Properties worth more than £1m are no longer just in locations in prime central London.
In September 2010, 57.1% of £1m properties were located in the traditional prime central locations such as Chelsea and Kensington, a figure that has now fallen to 52.7% as areas to the south and west of more traditional prime central hotspots see strong price growth.
Peter Rollings, CEO of Marsh & Parsons, said: “After the meteoric price rises seen in prime London in the past few years, the number of property millionaires in the capital has also shot up. Properties no longer have to be palatial to be worth £1m. If they are located in a popular prime area, there’s a good chance they’ll be worth a seven figure sum. They do not necessarily have to be “mansions”.

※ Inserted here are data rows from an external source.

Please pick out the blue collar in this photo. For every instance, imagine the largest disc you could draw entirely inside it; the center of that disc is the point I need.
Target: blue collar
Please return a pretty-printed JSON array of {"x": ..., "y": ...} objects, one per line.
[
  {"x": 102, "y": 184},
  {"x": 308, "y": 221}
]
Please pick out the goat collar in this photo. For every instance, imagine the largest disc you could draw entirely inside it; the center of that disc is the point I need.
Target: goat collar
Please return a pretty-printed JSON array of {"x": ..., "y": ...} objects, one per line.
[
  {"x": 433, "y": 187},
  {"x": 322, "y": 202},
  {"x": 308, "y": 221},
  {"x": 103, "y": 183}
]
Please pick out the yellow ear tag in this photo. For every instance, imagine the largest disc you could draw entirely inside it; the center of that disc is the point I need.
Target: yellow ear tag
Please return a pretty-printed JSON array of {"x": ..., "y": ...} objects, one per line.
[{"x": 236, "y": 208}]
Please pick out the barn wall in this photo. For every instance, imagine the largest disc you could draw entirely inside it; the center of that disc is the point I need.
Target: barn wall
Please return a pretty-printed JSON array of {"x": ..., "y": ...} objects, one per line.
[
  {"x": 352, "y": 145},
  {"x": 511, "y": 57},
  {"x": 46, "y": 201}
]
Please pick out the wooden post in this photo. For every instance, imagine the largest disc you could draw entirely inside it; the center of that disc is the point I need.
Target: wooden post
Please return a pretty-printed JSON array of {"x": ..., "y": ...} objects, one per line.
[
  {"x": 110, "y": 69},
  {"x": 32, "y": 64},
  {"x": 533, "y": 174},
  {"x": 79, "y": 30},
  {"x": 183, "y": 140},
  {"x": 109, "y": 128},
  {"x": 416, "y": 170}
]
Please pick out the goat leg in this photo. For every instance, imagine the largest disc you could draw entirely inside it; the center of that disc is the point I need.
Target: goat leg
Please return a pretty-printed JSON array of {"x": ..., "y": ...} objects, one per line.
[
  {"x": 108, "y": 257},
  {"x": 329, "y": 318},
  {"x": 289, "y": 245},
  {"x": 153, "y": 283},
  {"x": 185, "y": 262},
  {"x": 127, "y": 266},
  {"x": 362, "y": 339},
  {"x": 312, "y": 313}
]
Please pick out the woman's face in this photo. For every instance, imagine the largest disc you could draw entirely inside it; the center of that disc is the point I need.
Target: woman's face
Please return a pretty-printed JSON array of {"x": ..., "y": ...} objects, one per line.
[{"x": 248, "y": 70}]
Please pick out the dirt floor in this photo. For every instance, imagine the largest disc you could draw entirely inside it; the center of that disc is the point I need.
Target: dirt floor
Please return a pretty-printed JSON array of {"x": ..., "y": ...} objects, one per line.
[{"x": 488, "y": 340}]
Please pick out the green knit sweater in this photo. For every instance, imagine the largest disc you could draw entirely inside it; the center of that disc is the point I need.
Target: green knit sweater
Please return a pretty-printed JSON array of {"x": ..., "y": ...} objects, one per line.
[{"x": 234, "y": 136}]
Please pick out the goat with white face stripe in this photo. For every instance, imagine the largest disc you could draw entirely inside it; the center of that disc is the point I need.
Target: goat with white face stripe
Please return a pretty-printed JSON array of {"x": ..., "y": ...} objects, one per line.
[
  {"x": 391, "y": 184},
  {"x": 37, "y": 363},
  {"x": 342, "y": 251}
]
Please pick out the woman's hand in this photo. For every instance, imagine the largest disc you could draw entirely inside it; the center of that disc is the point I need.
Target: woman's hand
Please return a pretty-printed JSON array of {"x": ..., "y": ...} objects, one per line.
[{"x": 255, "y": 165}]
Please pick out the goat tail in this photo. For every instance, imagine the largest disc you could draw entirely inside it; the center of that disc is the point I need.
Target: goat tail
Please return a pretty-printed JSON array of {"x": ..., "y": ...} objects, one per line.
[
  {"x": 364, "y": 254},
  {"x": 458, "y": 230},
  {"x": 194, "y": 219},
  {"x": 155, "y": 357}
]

However the strong price growth in the past two years has also boosted the number of homes worth £2m in prime London. 18.5% of all homes in prime London are worth £2m or more, compared to 14.3% a year ago, while 35.5% of homes in prime central London are now worth £2m or more.
Rollings continued: “International and domestic buyers have been flocking to prime property in recent years, but this influx of wealth is no longer concentrated in the most central locations.
“With the supply of homes especially constrained in the central prime areas, wealth has been overflowing into areas like Balham, Clapham and Brook Green, pushing up prices and boosting the number of £1m properties across the capital.”
According to Marsh & Parsons, despite the rise in the number of million pound properties in the last year, house price rises are showing signs of slowing.
In the last quarter, prices rose by 3.5%, down from 3.7% in Q2 2012, which may indicate that the price growth in the capital is moving towards a steadier, more sustainable rate of increase.
A healthier balance between supply and demand slowed short-term growth, with 14.7 buyer registrations per instruction in the quarter, down from 17.5 in the previous quarter.
The supply of properties increased by 2% in the quarter, while the traditionally sluggish July and August months combined with the Olympics caused total buyer numbers to fall by 14.8%.
Peter Rollings added: “Although the number of homes coming on to the market remains at near historic lows, it improved in the last quarter at the same time as buyer numbers fell back. It’s not yet a buyer’s market, but easing competition has factored into slower quarterly price growth.
“Buyers are spending more time educating themselves on the current market and stamp duty developments, rather than acting with urgency. Properties need to tick every box – not to mention be correctly priced – to convince the more speculative buyers to make a move quickly.”